Très souvent, il est difficile pour le consommateur de faire la différence entre les termes qui peuvent paraître significativement très proches au point d'en faire une similitude, voire, une confusion. Au moment de l'achat d'une voiture, d'un ordinateur, d'un canapé ou tout simplement, au moment du paiement d'une prestation de service telle que la réservation d'un voyage, d'un hôtel ou même de l'installation d'un chauffage dans votre maison, une somme d'argent à verser est demandée au consommateur au moment de la signature du contrat ou du bon de commande pour l'achat dudit bien !

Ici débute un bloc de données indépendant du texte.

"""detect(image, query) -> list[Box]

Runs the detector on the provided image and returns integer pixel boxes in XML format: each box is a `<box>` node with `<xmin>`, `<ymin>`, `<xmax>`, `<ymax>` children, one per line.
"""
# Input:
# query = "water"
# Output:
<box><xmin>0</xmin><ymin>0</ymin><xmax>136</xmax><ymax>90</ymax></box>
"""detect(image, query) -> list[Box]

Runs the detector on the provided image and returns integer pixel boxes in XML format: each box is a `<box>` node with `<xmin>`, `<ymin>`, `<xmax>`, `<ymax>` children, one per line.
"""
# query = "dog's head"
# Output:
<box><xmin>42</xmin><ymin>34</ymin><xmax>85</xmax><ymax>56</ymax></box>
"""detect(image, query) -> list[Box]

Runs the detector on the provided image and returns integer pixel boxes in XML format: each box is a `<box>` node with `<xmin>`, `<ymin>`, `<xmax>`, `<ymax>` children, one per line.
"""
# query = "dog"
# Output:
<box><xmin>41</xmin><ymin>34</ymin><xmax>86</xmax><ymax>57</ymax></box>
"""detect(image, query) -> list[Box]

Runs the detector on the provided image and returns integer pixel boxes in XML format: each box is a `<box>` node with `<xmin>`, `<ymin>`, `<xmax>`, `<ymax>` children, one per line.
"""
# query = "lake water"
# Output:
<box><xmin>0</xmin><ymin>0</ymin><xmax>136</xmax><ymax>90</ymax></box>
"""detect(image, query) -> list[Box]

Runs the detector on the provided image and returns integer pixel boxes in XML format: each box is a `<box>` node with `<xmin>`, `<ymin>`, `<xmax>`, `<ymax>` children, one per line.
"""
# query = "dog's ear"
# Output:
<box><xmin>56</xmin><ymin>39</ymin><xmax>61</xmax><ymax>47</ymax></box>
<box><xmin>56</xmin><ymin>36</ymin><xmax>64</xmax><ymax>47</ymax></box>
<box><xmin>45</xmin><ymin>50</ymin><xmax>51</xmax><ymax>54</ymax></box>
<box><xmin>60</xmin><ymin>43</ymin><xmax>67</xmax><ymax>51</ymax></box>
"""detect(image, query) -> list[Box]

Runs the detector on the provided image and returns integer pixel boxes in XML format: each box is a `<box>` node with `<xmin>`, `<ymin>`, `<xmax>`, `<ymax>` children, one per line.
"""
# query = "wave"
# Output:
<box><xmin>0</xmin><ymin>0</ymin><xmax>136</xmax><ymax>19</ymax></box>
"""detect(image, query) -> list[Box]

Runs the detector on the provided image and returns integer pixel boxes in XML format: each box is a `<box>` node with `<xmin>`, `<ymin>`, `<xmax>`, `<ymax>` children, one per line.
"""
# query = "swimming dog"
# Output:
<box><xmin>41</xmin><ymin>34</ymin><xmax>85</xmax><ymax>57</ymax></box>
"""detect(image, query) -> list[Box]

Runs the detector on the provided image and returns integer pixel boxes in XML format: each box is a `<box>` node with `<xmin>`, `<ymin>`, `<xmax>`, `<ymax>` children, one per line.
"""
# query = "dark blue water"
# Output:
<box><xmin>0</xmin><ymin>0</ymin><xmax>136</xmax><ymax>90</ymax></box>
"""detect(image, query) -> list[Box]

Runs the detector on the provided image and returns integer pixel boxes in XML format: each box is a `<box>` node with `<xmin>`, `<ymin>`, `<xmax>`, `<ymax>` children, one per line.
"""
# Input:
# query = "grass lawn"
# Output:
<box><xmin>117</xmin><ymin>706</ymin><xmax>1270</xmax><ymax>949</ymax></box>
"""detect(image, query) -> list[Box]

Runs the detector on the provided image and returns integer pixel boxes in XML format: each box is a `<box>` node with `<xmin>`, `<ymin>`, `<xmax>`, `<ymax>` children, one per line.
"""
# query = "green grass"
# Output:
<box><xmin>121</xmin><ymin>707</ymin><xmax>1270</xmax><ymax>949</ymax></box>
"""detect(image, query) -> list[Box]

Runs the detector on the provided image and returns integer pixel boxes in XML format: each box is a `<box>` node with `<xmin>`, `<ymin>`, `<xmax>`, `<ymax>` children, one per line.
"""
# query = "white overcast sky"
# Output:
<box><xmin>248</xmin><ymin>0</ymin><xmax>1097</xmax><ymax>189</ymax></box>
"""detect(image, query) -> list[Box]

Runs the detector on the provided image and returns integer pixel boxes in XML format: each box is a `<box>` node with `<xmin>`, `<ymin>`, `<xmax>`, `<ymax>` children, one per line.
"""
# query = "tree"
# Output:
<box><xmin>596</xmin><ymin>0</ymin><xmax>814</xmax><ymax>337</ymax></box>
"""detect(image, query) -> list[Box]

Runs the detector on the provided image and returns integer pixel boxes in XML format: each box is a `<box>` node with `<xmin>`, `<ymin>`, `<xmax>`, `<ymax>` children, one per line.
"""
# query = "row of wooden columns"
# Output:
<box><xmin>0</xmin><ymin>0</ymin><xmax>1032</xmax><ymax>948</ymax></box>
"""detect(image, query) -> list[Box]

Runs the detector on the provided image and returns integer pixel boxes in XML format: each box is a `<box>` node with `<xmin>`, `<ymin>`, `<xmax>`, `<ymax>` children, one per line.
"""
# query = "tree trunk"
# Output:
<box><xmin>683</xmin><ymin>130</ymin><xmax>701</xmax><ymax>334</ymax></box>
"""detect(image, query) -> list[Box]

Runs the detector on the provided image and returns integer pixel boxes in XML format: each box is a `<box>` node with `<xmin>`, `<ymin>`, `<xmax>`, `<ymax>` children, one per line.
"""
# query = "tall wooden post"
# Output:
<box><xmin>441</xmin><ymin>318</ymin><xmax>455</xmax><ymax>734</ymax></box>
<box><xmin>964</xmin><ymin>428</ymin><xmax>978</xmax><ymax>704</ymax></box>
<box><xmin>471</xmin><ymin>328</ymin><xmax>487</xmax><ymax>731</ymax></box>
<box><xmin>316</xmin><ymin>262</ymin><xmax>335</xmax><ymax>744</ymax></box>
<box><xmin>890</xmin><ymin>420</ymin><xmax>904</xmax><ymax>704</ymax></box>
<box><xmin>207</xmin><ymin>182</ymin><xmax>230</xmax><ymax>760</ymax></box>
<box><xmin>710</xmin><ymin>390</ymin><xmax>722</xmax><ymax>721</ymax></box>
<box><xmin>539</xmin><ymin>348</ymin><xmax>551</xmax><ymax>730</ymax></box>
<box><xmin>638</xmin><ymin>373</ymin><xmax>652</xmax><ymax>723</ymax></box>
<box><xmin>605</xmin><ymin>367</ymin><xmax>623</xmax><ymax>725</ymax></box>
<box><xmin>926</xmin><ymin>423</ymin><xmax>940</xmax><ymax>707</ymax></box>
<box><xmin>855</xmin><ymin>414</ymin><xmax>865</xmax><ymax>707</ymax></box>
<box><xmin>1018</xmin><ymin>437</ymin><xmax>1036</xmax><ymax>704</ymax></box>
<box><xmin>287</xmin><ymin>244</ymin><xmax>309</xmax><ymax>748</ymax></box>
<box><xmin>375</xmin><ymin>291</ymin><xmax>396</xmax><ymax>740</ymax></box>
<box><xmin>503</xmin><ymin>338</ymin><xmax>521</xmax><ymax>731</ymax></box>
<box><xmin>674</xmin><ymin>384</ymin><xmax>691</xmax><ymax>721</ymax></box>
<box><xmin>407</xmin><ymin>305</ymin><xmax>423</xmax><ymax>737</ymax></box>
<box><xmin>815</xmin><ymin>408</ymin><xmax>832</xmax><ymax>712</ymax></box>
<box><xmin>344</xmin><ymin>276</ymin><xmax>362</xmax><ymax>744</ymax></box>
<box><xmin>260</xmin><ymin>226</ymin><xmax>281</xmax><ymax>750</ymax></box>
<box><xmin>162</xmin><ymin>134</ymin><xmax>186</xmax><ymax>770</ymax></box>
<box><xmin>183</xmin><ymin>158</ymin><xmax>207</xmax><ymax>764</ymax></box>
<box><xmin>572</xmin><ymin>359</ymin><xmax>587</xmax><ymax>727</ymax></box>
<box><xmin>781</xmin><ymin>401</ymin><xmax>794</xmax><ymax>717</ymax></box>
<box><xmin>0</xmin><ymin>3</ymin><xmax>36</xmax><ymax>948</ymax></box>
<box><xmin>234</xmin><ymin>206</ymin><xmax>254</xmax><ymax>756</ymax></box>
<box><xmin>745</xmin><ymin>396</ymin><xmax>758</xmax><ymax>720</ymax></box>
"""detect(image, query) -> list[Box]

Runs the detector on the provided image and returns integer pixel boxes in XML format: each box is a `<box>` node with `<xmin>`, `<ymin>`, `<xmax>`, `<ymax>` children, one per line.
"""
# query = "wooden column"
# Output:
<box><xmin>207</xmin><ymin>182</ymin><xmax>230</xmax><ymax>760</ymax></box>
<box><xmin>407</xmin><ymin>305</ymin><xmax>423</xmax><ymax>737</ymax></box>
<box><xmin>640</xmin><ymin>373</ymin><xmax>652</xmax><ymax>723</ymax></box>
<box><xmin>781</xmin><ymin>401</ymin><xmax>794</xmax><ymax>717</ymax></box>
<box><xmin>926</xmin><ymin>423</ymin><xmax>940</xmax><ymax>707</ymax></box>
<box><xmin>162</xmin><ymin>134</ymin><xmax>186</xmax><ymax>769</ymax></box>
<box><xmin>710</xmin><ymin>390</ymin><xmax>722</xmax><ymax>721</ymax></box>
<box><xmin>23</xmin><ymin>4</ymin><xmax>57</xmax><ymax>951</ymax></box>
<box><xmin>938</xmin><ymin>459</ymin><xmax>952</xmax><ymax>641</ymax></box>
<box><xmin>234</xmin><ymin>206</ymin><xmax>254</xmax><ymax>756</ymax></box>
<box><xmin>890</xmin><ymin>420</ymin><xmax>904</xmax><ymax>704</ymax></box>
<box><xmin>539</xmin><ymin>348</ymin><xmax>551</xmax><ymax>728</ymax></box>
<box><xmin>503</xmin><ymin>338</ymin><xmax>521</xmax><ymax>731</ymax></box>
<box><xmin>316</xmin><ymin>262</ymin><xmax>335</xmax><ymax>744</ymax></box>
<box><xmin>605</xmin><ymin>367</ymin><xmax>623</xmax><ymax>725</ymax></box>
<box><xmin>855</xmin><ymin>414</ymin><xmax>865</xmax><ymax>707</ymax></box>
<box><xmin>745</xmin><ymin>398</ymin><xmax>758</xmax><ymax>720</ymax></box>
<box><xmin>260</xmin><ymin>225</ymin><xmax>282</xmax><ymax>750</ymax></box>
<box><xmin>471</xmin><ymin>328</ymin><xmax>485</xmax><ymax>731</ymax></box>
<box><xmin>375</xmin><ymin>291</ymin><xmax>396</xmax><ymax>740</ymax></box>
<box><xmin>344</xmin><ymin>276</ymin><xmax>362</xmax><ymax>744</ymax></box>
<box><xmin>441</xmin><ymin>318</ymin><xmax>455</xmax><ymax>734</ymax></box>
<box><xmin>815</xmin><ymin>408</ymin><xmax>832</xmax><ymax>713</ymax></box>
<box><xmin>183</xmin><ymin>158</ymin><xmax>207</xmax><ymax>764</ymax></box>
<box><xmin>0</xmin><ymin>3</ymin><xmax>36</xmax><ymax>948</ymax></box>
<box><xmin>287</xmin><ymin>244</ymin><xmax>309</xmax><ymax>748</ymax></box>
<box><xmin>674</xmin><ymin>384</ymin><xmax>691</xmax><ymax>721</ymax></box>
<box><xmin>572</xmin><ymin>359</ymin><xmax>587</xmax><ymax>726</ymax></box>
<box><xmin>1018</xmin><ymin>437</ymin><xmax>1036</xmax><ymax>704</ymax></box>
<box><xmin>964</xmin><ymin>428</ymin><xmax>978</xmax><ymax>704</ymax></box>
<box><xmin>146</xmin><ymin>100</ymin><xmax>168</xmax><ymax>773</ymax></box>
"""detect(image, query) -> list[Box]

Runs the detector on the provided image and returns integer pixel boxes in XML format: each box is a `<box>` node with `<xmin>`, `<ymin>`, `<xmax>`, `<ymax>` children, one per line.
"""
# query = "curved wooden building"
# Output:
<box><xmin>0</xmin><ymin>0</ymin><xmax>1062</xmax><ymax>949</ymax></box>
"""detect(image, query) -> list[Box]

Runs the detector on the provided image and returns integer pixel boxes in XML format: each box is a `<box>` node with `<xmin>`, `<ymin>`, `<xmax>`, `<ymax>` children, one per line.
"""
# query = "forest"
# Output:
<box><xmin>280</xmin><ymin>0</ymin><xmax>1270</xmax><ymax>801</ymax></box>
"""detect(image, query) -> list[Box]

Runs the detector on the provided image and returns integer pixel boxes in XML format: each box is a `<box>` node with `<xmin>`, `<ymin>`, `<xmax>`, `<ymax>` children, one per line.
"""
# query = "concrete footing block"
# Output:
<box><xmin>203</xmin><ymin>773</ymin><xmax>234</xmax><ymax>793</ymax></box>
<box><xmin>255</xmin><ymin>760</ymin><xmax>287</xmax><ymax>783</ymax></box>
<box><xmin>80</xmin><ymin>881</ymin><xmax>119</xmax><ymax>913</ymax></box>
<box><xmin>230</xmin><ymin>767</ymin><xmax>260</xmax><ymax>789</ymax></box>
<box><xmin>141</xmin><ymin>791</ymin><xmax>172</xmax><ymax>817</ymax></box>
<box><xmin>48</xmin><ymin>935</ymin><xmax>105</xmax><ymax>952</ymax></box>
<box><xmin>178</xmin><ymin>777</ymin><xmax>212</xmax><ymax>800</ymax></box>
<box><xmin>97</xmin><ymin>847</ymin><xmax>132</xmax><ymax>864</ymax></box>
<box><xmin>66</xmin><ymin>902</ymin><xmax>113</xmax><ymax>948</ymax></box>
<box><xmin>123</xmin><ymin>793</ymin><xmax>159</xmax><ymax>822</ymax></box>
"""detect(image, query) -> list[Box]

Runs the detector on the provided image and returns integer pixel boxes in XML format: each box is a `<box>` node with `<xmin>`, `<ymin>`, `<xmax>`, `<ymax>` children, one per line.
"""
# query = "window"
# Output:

Seulement, entre arrhes et acompte, quelle est la différence ? Définies comme étant « la somme versée au moment de la réservation », les arrhes n'engagent pas les deux parties (locataire, mandataires ou propriétaire) dans le sens où, ces dernières peuvent (si elles le souhaitent) annuler la réservation. Partant de là, s'il s'agit du locataire qui annule la réservation, il n'a pas le droit de réclamer la somme versée au préalable (arrhes) ; mais le propriétaire, à son tour, est tenu de restituer le double de la somme versée au moment de la réservation : il s'agit là de la somme versée au moment de la réservation, ainsi qu'une somme à titre de dédommagement. Il est important de noter que lorsqu'il s'agit d'une réservation effectuée par le biais d'un professionnel (agent immobilier par exemple), les arrhes ne peuvent excéder 25% du prix de location du bien, y compris le versement du dépôt de garantie. C'est dire que les arrhes n'engagent que le consommateur sur le montant versé ! De ce fait, si vous (consommateur), vous désirez annuler la réservation d'une location de vacances, vous ne pourrez en aucun cas, demander le remboursement des arrhes et le propriétaire ou l'agence immobilière ne pourra vous demander le versement du solde.
Quant aux acomptes, de quoi s'agit-il ? En fait, les acomptes correspondent à la somme versée en « fidéicommis » par le consommateur dans le cadre d'une offre d'achat. Cet acompte est donc confiée soit au
notaire, soit à l'agent immobilier ou même à l'avocat, et ce, jusqu'à la conclusion de la vente, pour être par la suite, reversé au vendeur du bien. Contrairement aux arrhes, l'acompte engage l'acheteur sur la totalité du montant versé, au titre du
contrat de location.
De ce fait, une fois la réservation terminée, la somme due (et même les dommages et intérêts) peut être réclamée par soit, l'agence immobilière, soit le propriétaire. Alors ? Comment les différencier ? En principe, la nature exacte du paiement doit être mentionnée dans le contrat ou le bon de commande. Toutefois, le consommateur peut toujours changer la nature du paiement en précisant la nature des sommes qu'il entend verser, à condition qu'il s'agisse d'un commun accord avec l'autre partie au contrat. Quelles sont les obligations dans ce cas ? Dans ce cas, il suffit de modifier le contrat en mentionnant « acomptes » ou « arrhes » (selon le choix du consommateur), sans omettre de signer cette modification par ses initiales. Et si cette condition n'est pas respectée ?
Dans le cas où la nature des sommes versées n'est pas mentionnée, l'
article 114-1 du
Code de la Consommation prévoit qu'il s'agit des arrhes, du fait que leur régime juridique protège mieux les intérêts économiques du consommateur. En cas de
litiges, que peut-on faire ? En effet, la différence entre arrhes et acompte se situe précisément dans les conséquences juridiques. De ce fait, en cas de litige, à défaut d'un arrangement à l'amiable, il revient au juge civil d'instance ou de grande instance de juger de la valeur du contrat.